Kristina Marinova: The Bus Came By and I Got On: Grateful Dead Piano Works
Navona Records

No one could possibly have expected the classically trained European pianist Kristina Marinova to follow her 2023 release Loves Me Not with a collection of Grateful Dead covers. Whereas the earlier release includes material by Satie, Scriabin, Rachmaninoff, Liszt, Bach, Schubert, Debussy, and others, the latest one draws for material from 1966, the year of the Dead's inception, to 1972, the year it issued the three-LP Live European Tour. Credit Marinova for seeing beyond the crazed stories about monumental acid trips and associated madness to recognize the incredible potential of the group's catalogue. Admittedly, no one will mistake a track from the new release for a sonata by Mozart or Prokofiev, but the rewards are plentiful nonetheless. There's nothing ironic about these performances either as Marinova delivers the pieces with genuine affection and sincerity. Who would have taken her for a Deadhead?

She smartly fashioned the selection to mirror a typical Dead concert, albeit one created with a seventy-minute running-time in mind (in contrast to the marathons the group, with its penchant for jamming, might deliver). A native of Plovdiv, Bulgaria, the NYC-based Marinova successfully translates the band's arrangements into pianistic form—not an easy thing to do when the vocal and instrumental blend concocted by guitarists Jerry Garcia and Bob Weir, bassist Phil Lesh, keyboardist Ron “Pigpen” McKernan, and drummers Bill Kreutzman and Mickey Hart remains so indelible.

That bus Marinova got on? Well, the Dead had one, a 1965 Gillig called "Sugar Magnolia” that operated from 1967 to 1985, but the bus alluded to in the title comes from the Dead song "The Other One,” wherein Weir references Furthur, the 1939 International Harvester school bus famously associated with writer Ken Kesey (One Flew Over the Cuckoo's Nest) and his so-called Merry Pranksters; in the song, Weir sings, “The bus came by and I got on, that's when it all began / There was Cowboy Neal at the Wheel of a bus to never ever land,” the driver, of course, Beat Generation figure Neal Cassady.

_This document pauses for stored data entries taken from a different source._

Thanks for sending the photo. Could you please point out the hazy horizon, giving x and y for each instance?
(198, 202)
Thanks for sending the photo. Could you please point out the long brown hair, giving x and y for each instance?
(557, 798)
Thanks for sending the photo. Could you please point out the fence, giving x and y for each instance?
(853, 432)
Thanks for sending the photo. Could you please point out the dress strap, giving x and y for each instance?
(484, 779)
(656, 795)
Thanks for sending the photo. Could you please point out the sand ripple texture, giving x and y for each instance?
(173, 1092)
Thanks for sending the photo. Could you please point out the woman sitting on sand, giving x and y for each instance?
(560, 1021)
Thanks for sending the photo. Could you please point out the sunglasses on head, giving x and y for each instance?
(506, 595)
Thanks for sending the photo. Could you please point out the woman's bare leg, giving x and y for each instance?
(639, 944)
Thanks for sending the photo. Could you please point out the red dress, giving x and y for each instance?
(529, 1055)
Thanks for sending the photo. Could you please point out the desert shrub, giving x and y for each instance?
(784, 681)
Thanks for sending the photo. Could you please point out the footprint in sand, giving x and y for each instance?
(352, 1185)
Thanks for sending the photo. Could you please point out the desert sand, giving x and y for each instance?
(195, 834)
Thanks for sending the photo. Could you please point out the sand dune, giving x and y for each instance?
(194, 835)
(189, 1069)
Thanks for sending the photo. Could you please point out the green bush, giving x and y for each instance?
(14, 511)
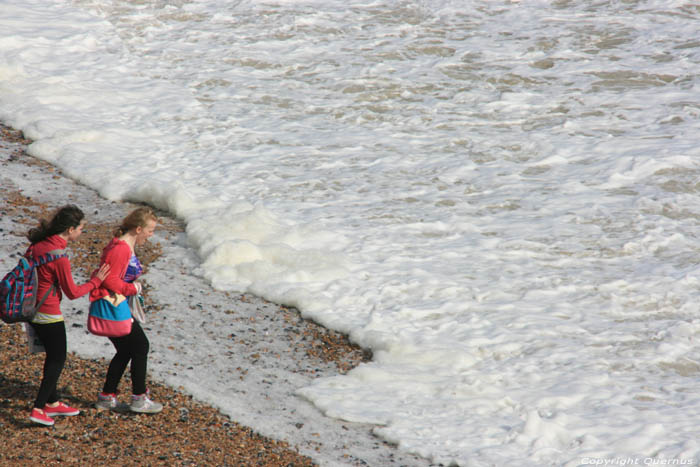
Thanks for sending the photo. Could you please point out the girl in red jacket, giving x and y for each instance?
(135, 229)
(54, 280)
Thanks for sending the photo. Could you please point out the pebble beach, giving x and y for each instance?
(270, 340)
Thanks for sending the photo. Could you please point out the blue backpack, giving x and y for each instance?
(18, 300)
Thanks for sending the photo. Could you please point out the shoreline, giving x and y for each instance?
(270, 349)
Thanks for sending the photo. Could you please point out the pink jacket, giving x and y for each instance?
(117, 254)
(57, 272)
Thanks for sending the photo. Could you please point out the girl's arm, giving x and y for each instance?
(67, 284)
(118, 259)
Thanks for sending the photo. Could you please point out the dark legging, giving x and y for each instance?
(53, 336)
(132, 347)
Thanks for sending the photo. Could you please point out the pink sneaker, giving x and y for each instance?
(38, 416)
(60, 409)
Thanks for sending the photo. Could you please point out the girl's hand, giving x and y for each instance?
(103, 272)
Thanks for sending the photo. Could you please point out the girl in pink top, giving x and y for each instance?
(65, 226)
(135, 229)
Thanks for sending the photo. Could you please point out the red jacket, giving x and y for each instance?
(117, 254)
(57, 272)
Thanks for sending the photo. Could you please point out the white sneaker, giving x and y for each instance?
(142, 404)
(106, 401)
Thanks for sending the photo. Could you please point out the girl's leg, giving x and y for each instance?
(53, 336)
(117, 366)
(134, 348)
(139, 358)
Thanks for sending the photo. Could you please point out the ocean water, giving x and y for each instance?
(499, 198)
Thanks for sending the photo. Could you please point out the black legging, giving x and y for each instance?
(132, 347)
(53, 336)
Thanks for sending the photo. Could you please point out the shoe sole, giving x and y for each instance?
(146, 411)
(63, 414)
(41, 422)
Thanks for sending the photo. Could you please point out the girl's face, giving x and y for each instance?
(144, 233)
(75, 232)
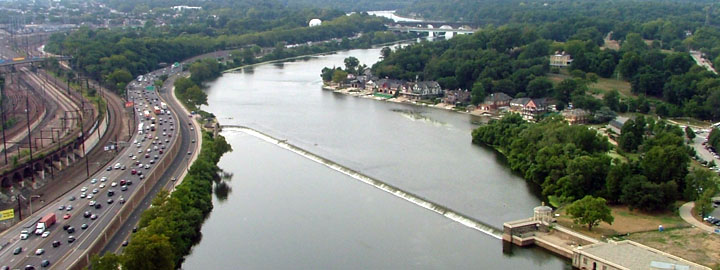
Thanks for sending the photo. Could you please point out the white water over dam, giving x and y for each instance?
(417, 200)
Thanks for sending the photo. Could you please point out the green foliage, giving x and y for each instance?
(703, 205)
(101, 52)
(169, 228)
(467, 59)
(109, 261)
(339, 76)
(566, 161)
(148, 251)
(689, 133)
(590, 211)
(571, 162)
(714, 138)
(539, 87)
(699, 181)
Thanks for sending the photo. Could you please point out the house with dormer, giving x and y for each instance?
(422, 90)
(495, 101)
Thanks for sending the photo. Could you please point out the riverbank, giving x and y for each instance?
(356, 92)
(313, 55)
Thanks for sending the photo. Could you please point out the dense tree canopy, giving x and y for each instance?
(571, 162)
(590, 211)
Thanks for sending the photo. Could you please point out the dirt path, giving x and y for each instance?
(686, 214)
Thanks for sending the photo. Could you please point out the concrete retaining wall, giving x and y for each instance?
(116, 222)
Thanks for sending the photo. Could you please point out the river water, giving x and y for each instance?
(287, 211)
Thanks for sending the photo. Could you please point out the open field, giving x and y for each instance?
(690, 243)
(626, 221)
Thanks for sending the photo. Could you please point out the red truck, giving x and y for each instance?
(44, 223)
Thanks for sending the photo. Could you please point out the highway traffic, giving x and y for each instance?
(79, 218)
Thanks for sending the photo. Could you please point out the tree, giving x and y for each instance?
(119, 78)
(196, 96)
(385, 52)
(109, 261)
(591, 211)
(351, 63)
(689, 133)
(327, 74)
(148, 252)
(612, 100)
(339, 76)
(477, 94)
(698, 181)
(539, 87)
(703, 205)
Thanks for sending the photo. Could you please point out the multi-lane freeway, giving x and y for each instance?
(148, 149)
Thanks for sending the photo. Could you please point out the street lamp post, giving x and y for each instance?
(31, 197)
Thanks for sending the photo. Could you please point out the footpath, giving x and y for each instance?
(686, 214)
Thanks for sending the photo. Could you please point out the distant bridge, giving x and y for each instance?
(444, 30)
(33, 60)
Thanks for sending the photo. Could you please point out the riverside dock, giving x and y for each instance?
(586, 252)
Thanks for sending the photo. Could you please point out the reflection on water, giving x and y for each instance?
(419, 116)
(221, 188)
(285, 211)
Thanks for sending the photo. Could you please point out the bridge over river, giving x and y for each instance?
(446, 30)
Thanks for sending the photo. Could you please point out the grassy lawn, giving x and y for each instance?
(626, 221)
(689, 243)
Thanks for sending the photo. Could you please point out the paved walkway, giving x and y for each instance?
(686, 214)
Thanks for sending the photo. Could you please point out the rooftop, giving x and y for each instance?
(631, 255)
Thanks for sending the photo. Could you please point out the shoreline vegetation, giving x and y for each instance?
(171, 226)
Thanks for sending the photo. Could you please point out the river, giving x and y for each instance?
(286, 211)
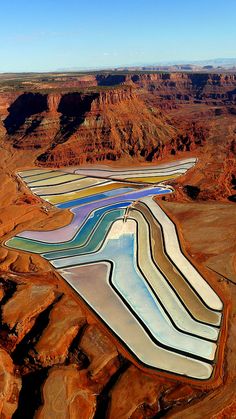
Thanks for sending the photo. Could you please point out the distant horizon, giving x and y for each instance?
(223, 62)
(71, 34)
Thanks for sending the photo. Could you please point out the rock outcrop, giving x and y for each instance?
(10, 386)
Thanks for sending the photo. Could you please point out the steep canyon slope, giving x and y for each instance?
(50, 342)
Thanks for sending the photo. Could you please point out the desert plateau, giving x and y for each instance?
(118, 245)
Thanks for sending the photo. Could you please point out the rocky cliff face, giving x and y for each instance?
(146, 118)
(217, 88)
(75, 128)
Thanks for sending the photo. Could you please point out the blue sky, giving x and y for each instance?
(44, 35)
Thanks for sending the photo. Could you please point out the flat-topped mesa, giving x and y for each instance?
(179, 86)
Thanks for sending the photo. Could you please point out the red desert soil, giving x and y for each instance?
(51, 341)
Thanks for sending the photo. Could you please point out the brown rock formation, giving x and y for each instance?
(102, 354)
(20, 313)
(135, 395)
(10, 386)
(65, 321)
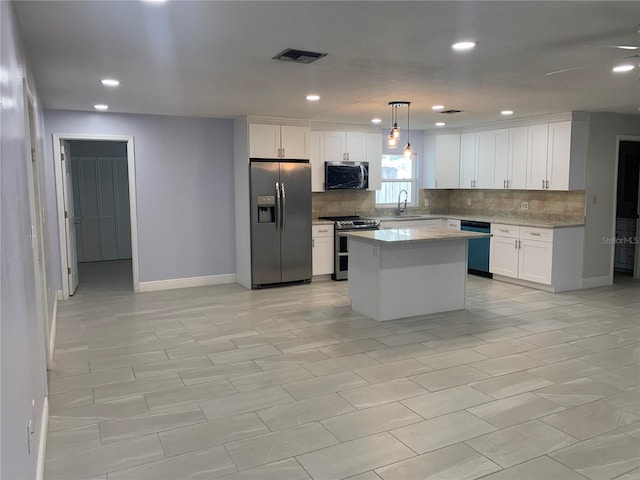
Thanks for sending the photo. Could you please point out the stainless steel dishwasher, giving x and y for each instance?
(478, 255)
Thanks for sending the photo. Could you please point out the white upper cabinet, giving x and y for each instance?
(264, 141)
(558, 156)
(374, 157)
(317, 161)
(278, 141)
(537, 157)
(295, 142)
(441, 163)
(345, 146)
(467, 160)
(518, 154)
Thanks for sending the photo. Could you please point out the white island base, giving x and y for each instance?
(391, 277)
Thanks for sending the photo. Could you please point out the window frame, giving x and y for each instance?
(413, 180)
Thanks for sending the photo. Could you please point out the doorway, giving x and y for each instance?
(626, 261)
(95, 176)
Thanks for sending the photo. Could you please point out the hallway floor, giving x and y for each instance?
(290, 383)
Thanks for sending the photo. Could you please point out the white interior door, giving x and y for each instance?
(69, 218)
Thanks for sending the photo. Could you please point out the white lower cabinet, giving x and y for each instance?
(545, 256)
(323, 251)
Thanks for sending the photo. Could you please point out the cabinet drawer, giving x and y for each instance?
(322, 230)
(452, 224)
(539, 234)
(500, 230)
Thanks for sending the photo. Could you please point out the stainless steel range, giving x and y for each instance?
(343, 225)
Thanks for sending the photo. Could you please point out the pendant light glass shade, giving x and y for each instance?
(394, 135)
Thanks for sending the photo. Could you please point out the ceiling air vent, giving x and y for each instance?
(298, 56)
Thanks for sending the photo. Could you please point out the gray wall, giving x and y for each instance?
(601, 178)
(184, 183)
(22, 345)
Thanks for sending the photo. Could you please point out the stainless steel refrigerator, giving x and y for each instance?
(280, 222)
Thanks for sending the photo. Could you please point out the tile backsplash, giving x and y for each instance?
(542, 205)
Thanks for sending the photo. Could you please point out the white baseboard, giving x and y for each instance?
(42, 446)
(597, 281)
(187, 282)
(52, 333)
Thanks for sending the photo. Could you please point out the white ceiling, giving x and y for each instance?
(214, 58)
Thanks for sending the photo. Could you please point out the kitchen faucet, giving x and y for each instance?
(406, 196)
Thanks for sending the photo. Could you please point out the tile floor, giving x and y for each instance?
(289, 383)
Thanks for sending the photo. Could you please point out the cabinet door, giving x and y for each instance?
(295, 142)
(485, 156)
(500, 163)
(334, 146)
(447, 161)
(467, 160)
(374, 157)
(503, 256)
(317, 161)
(322, 257)
(537, 157)
(518, 152)
(535, 261)
(264, 141)
(356, 146)
(558, 156)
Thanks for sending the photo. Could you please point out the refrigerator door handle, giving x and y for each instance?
(283, 207)
(277, 206)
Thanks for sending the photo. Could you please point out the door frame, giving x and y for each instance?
(34, 180)
(636, 263)
(57, 138)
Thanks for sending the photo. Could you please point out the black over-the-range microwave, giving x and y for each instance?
(346, 175)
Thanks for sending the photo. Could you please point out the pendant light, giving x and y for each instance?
(394, 134)
(408, 151)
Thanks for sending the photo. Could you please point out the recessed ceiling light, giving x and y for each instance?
(463, 46)
(626, 67)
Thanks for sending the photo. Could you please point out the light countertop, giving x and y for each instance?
(413, 235)
(489, 219)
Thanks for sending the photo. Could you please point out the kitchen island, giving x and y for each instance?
(398, 273)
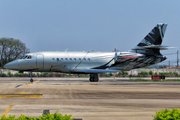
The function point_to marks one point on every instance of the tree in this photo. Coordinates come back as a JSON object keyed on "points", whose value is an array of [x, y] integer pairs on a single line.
{"points": [[11, 49]]}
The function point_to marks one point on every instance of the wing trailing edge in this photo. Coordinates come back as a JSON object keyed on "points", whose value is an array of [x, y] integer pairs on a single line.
{"points": [[94, 70]]}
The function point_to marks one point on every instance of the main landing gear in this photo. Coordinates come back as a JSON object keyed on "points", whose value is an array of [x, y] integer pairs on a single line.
{"points": [[31, 80], [94, 78]]}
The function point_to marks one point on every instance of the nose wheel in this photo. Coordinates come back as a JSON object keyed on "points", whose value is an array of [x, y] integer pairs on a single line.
{"points": [[31, 80]]}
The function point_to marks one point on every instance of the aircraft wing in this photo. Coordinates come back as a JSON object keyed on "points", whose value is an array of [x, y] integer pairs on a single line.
{"points": [[93, 70]]}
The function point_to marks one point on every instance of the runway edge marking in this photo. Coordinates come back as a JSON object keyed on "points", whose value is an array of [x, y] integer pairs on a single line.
{"points": [[6, 112]]}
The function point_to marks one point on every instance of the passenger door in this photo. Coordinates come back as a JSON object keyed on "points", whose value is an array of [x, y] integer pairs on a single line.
{"points": [[40, 62]]}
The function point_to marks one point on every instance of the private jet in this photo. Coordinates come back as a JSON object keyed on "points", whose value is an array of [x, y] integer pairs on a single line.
{"points": [[146, 53]]}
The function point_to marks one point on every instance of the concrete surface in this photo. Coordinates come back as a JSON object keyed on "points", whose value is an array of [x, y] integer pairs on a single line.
{"points": [[108, 99]]}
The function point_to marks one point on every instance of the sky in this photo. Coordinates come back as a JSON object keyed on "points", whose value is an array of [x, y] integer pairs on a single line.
{"points": [[86, 25]]}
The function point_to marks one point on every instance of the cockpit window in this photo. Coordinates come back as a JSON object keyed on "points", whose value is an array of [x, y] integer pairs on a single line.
{"points": [[29, 57], [22, 57], [25, 57]]}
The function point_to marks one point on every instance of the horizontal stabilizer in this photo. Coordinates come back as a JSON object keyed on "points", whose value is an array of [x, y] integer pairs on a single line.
{"points": [[159, 47], [94, 70]]}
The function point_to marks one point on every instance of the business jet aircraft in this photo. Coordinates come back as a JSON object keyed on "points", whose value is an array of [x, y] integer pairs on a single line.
{"points": [[146, 53]]}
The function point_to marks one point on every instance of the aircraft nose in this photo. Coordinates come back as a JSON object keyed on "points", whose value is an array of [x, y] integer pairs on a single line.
{"points": [[12, 65], [164, 57]]}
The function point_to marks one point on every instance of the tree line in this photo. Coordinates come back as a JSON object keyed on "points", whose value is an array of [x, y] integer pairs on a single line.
{"points": [[11, 49]]}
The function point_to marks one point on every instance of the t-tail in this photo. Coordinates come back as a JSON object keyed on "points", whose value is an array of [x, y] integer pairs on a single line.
{"points": [[151, 44]]}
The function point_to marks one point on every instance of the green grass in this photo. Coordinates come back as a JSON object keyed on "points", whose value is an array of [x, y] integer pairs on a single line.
{"points": [[149, 80]]}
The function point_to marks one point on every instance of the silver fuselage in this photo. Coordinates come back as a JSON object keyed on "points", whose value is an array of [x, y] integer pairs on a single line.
{"points": [[69, 62]]}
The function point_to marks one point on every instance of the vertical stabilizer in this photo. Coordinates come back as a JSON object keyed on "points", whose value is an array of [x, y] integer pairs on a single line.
{"points": [[154, 38]]}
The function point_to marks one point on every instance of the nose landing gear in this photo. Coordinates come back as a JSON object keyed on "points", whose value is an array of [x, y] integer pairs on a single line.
{"points": [[94, 77], [31, 80]]}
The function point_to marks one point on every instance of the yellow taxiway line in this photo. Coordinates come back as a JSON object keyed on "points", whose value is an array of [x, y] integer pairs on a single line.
{"points": [[22, 96], [6, 112], [33, 83]]}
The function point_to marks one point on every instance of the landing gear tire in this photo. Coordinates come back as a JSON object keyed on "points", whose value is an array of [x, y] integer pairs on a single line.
{"points": [[31, 80]]}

Some songs are packaged into medley-like form. The opening piece, for example, bookends "The Other One” with “Cryptical Envelopment” as an eleven-minute odyssey. In the penultimate spot, “Good Lovin' / Turn On Your Love Light / Not Fade Away / Goin' Down the Road Feeling Bad” takes the idea even further with an epic twelve-minute rendering. Right from the start, Marinova doesn't let her classical virtuosity get in the way of connecting with the Dead's songs, and the material's melodic richness keeps listening attention engaged. One comes away from the project impressed by how remarkably well-suited her gifts are to the band's music. The album also captures the band's stylistic breadth when the songs span blues, folk, balladry, gospel, psychedelia, and rock'n'roll.

Paired with “I Know You Rider,” the Deadhead favourite “China Cat Sunflower” chimes resplendently, its radiance almost Vince Guaraldi-like. “Black Throated Wind” oozes a similar kind of good-time uplift, as do the ragtime shuffle “Ramble On Rose” and the cheeky reverie “El Paso.” It's easy to understand why “Uncle John's Band” was beloved by Deadheads when its warm melodies resonate so enticingly, and for a band known for Dionysian wildness, the lyrical and soulful tunes “Morning Dew” and “Brokedown Palace” (hear the echoes of “Let it Be” that emerge in the gospel-tinged song's melodies) remind us it could play gently too. McKernan's blues songs were a key part of the Dead's catalogue, and to that end the album includes the moaning “Hurts Me Too,” a perfect outlet for Marinova's bluesy side. As the end approaches, the spirit of vintage rock'n'roll animates the infectious final medley when “Good Lovin'” kickstarts the swinging saga.

Tom Wolfe, the author, of course, of The Electric Kool-Aid Acid Test, quoted Kesey as saying, ”You're either on the bus or off the bus.” Marinova's clearly on, and you can be too. With so many songs in the band's catalogue to pull from, let's hope she stays on long enough to craft a second volume as commendable as this one.